Como alternativa, las marcas están intentando aprender de los datos de los smartwacthes, sobre qué es lo que funciona y lo que no, e intentar impactar de forma diferente a otros canales. Por ejemplo, una marca que conoce las rutinas de sueño y de fitness de sus clientes será capaz de personalizar tanto en función al horario como al contenido de sus mensajes. Un minorista de ropa puede mostrar diferentes anuncios o emails a un adicto al gimnasio respecto a otro que prefiere pasar horas delante de la televisión. E incluso sin tocar la salud o la ubicación, los “marketeros” aprenderán valiosas lecciones de multicanal estudiando los mensajes que inspiran la actividad del usuario.

Debido a que no hay espacio para el marketing tradicional en las pequeñas pantallas de los smartwatches, es probable que los nuevos estilos de mensajería tengan un efecto contagio en otros canales, dando lugar a ofertas más y más concisas.
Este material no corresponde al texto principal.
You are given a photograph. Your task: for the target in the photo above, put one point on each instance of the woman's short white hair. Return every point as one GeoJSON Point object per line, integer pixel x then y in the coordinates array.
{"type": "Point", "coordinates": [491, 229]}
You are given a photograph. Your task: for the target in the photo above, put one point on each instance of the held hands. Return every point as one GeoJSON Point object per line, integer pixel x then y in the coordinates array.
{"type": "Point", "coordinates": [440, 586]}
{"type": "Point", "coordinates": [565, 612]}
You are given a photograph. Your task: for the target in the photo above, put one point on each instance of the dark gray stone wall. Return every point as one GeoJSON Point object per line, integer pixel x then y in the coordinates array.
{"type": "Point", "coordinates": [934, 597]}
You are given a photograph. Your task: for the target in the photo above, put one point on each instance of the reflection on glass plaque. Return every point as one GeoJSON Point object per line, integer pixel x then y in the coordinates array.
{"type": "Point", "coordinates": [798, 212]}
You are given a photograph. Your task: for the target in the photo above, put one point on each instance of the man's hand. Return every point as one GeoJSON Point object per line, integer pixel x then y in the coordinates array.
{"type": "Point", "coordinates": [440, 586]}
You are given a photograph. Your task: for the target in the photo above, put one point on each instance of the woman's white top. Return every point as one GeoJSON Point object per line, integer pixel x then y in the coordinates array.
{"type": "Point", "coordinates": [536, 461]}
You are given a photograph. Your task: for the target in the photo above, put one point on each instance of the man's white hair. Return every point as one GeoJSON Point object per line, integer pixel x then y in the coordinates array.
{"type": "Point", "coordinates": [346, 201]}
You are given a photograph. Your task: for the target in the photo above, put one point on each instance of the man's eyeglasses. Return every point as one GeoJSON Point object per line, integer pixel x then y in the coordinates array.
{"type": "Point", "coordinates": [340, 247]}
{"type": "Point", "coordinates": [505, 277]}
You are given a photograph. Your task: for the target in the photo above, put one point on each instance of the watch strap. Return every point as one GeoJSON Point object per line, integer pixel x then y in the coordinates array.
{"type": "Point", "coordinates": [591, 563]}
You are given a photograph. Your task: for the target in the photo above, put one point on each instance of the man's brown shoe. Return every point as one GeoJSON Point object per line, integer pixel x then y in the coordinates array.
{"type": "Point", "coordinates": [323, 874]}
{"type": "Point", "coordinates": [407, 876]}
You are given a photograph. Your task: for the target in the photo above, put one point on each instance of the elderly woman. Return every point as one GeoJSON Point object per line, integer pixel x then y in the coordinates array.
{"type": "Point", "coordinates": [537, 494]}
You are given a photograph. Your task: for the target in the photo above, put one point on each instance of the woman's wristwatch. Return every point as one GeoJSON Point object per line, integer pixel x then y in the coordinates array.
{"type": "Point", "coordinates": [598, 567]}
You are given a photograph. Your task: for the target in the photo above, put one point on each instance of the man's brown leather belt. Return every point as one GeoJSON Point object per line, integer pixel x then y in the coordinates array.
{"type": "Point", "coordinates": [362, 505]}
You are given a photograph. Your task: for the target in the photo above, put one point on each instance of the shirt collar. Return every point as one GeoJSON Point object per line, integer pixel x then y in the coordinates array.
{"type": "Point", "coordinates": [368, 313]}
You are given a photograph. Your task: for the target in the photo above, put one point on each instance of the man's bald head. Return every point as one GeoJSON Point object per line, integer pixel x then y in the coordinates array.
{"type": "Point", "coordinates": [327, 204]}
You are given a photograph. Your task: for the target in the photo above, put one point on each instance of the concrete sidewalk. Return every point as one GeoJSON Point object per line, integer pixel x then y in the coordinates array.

Aunque los dispositivos móviles han generado cortos lapsos de atención, quizás los smartwatches tengan el efecto secundario positivo de obligar a los “marketeros” a ser más directos y creativos en otros canales. Esto es algo que editores como el New York Times se han tomado a pecho con noticias “emojinews” de una sola frase.

Los “marketeros” deben ser optimistas sobre el potencial de los smartwactches. “El nivel de interés sigue siendo muy alto. La gente está pensando cómo puede adaptar el dispositivo a su negocio”, sostiene Michael Koziol, director gerente de Huge. “Las oportunidades son inmensas.” IHS predice que las ventas de smartwatches alcanzarán los 100 millones de unidades en 2020, mientras que se espera que el gasto en publicidad sea cercano a los 70 millones de dólares para el cierre de la década.

Incluso si sus clientes no están pidiendo a gritos una campaña para smartwatch, tanto estos como otros wearables deben ser incluidos en su estrategia multicanal. De hecho, ningún otro canal está mejor posicionado para proporcionar una alta comprensión de los datos sobre la vida cotidiana de sus clientes. Aunque algunos crean que es demasiado pronto para integrar los smartwatches en una estrategia multicanal, lo cierto es que muchos “marketeros” ya están en ello, así que no se quede atrás.